Kolverath is an Ortsgemeinde – a municipality belonging to a Verbandsgemeinde, a kind of collective municipality – in the Vulkaneifel district in Rhineland-Palatinate, Germany. It belongs to the Verbandsgemeinde of Kelberg, whose seat is in the like-named municipality.

== Geography ==

The municipality lies in the Vulkaneifel, a part of the Eifel known for its volcanic history, geographical and geological features, and even ongoing activity today, including gases that sometimes well up from the earth.

== Politics ==

=== Municipal council ===
The council is made up of 6 council members, who were elected by majority vote at the municipal election held on 7 June 2009, and the honorary mayor as chairman.

=== Mayor ===
Kolverath’s mayor is Jürgen Jax.

=== Coat of arms ===
The German blazon reads: In Gold eine eingebogene, grüne Spitze, darin ein goldenes Rad; vorn eine aufrechte rote Zange, hinten ein fünfstrahliger roter Stern.

The municipality’s arms might in English heraldic language be described thus: Tierced in mantle, dexter Or a pair of tongs palewise gules, sinister Or a mullet of five of the second and in base vert a wheel spoked of eight of the first.

The tongs are Saint Apollonia’s attribute, thus representing the municipality’s patron saint. The red mullet of five (five-pointed star) refers to the founder of the estate of Kolverath, first mentioned in 1324, Friedrich von Daun, called Colver. He bore in his arms a charge of three mullets with the Daun “fretty” pattern (see Daun’s coat of arms) and he gave the village its name. The division of the field is taken to represent the Hochkelberg upon which, legend has it, a golden wagon is buried. The gold wheel in base stands for this.

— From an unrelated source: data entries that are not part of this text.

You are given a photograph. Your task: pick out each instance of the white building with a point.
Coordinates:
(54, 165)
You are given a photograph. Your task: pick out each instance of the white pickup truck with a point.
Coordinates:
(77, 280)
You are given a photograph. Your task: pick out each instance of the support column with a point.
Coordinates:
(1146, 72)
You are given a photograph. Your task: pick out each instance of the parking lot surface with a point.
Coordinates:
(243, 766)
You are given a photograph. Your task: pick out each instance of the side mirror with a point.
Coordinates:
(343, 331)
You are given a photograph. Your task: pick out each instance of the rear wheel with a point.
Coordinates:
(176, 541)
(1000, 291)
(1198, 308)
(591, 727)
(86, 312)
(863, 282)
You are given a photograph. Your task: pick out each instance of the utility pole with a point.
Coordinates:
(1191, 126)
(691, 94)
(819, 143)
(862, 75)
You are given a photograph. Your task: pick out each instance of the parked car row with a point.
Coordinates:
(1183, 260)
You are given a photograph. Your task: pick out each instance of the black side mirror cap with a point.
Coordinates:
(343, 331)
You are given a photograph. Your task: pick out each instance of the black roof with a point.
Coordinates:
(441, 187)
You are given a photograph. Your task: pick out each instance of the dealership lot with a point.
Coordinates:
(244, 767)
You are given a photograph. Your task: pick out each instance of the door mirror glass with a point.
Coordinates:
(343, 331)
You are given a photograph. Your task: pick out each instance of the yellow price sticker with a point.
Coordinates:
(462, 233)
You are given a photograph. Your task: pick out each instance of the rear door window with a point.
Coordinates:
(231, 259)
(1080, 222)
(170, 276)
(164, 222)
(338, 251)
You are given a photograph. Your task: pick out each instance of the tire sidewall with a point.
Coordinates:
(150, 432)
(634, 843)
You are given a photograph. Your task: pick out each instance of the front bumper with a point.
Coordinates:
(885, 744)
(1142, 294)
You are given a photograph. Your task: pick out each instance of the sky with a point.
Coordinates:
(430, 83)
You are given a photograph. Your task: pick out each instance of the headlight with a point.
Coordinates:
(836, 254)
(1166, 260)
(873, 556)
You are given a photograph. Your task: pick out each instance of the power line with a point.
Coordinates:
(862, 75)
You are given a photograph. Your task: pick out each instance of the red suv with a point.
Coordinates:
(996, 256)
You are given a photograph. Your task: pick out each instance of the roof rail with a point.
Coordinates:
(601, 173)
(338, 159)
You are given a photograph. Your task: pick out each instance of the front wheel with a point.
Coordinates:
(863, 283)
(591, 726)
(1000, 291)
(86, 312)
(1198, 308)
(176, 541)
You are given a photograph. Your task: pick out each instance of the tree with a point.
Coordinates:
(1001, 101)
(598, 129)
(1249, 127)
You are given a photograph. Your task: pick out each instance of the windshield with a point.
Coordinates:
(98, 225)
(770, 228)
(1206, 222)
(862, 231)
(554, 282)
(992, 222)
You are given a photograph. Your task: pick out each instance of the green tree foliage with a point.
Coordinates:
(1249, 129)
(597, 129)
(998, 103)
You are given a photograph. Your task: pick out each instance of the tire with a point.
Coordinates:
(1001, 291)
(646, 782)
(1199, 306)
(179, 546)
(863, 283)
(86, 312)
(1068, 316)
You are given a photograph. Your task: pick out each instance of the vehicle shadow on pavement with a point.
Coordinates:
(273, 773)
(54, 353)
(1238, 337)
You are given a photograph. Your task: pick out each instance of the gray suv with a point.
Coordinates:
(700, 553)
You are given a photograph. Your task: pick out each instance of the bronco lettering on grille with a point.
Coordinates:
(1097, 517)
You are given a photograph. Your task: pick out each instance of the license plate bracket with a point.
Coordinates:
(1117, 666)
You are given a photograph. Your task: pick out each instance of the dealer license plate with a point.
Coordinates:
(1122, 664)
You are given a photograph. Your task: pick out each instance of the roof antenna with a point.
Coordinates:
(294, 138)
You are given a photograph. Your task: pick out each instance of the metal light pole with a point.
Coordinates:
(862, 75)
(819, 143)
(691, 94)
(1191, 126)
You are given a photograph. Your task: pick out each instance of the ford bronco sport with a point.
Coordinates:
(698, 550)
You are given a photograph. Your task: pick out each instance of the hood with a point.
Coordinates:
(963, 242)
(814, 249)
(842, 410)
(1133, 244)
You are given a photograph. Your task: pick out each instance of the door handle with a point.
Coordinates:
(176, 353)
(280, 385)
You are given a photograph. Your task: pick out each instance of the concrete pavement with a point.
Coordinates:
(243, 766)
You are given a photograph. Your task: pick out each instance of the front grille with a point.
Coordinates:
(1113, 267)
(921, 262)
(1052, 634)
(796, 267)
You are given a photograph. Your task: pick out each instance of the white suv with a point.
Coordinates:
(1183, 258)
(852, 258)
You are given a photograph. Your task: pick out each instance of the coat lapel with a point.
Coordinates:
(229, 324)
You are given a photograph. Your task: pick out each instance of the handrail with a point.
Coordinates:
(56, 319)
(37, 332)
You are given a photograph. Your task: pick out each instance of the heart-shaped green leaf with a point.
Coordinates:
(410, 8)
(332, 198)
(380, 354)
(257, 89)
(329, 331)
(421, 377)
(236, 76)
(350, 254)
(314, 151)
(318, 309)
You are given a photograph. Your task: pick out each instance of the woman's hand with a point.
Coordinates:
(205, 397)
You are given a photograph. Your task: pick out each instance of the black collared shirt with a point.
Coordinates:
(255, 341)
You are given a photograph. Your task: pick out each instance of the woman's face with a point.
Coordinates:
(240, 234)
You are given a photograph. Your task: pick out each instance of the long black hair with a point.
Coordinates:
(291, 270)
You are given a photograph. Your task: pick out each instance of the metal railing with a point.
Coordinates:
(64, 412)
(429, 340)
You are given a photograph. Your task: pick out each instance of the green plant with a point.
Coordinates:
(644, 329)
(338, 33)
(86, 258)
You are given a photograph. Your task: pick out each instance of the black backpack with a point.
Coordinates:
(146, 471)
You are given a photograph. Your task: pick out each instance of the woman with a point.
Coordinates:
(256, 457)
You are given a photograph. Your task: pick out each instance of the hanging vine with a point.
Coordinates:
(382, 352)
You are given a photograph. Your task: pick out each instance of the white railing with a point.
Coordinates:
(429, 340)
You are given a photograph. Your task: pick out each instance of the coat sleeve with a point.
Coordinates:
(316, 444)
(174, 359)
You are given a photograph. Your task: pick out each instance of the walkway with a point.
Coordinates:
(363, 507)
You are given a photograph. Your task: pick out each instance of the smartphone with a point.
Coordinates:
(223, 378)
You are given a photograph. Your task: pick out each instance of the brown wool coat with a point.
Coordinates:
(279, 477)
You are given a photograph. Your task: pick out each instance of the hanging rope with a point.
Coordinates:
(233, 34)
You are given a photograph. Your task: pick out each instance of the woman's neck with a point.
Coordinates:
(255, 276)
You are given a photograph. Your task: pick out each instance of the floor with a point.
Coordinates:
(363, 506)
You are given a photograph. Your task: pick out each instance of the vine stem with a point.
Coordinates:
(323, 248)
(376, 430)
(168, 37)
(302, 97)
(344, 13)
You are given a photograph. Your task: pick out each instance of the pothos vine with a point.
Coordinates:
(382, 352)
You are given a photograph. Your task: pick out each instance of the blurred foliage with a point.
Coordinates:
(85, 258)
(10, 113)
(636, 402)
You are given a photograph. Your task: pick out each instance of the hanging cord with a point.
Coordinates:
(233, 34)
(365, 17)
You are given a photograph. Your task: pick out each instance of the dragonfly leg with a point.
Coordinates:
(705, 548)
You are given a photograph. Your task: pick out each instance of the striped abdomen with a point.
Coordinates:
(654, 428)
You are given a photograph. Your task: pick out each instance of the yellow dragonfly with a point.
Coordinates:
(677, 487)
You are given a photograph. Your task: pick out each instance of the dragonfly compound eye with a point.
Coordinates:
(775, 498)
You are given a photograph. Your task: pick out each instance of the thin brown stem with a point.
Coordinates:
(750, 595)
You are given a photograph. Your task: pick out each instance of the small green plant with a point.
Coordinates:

== Culture and sightseeing ==

Buildings:
- Saint Apollonia’s Catholic Church (branch church; Filialkirche St. Apollonia), Hauptstraße, small aisleless church from 1775.
- Hauptstraße 12 – estate along street from 1878.

== Economy and infrastructure ==

Kolverath lies 3 km south of Bundesstraße 410 (Gerolstein–Mayen). The nearest railway station is Monreal on the Eifelquerbahn (Cross Eifel Railway”; Kaisersesch–Andernach), some 17 km to the east.